La banque américaine JPMorgan Chase a indiqué mardi avoir repéré des agissements potentiellement délictueux parmi ses clients et certains de ses employés sur l’utilisation de prêts accordés par le gouvernement aux PME dans le cadre de la pandémie.

«Nous avons observé des agissements ne répondant pas à nos principes de conduite des affaires et à nos principes éthiques, et qui pourraient même être illégaux», écrivent les dirigeants de l’établissement de Wall Street dans un message adressé à ses employés et transmis à l’AFP.

Seraient concernés l’utilisation du programme baptisé «Paycheck Protection Program» (PPP), qui verse de l’argent aux petites et moyennes entreprises s’étant engagées à conserver leurs salariés pendant la pandémie, des allocations chômage et d’autres programmes mis sur pied dans le cadre d’un gigantesque plan de relance au printemps.

La banque assure faire «tout ce qu’elle peut» pour identifier les éventuelles fraudes et s’est engagée à «coopérer avec les autorités quand cela est approprié».

Mais elle appelle aussi ses salariés à être «vigilants» et à faire part d’éventuels soupçons à leur supérieur hiérarchique ou à un numéro spécial, anonymement s’ils le désirent.

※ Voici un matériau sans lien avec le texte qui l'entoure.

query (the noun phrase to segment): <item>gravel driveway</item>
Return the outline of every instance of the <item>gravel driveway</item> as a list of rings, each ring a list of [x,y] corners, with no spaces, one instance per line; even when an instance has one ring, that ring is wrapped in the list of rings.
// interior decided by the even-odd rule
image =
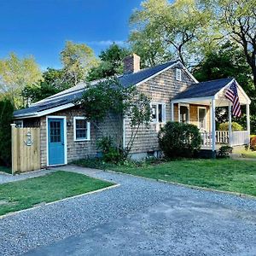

S’il a permis à des millions d’entreprises de garder la tête hors de l’eau au début de la pandémie, le programme de prêts aux PME est aussi entaché depuis son lancement par plusieurs controverses.

Sa mise en oeuvre rapide, destinée à apporter promptement de l’aide aux entreprises touchées du jour au lendemain par la pandémie, l’a notamment rendu plus vulnérable aux éventuels abus.

Plusieurs milliardaires, dont le rappeur Kanye West ou l’artiste Jeff Koons, mais aussi des fonds d’investissements ou des chaînes de restaurants, ont ainsi été blâmés pour avoir bénéficié de cet argent plutôt destiné aux petites sociétés.

Les autorités ont également engagé des poursuites contre plusieurs patrons ayant profité du programme pour acheter voitures de luxe, montres de prestige et autres biens n’ayant rien à voir avec la préservation de l’emploi.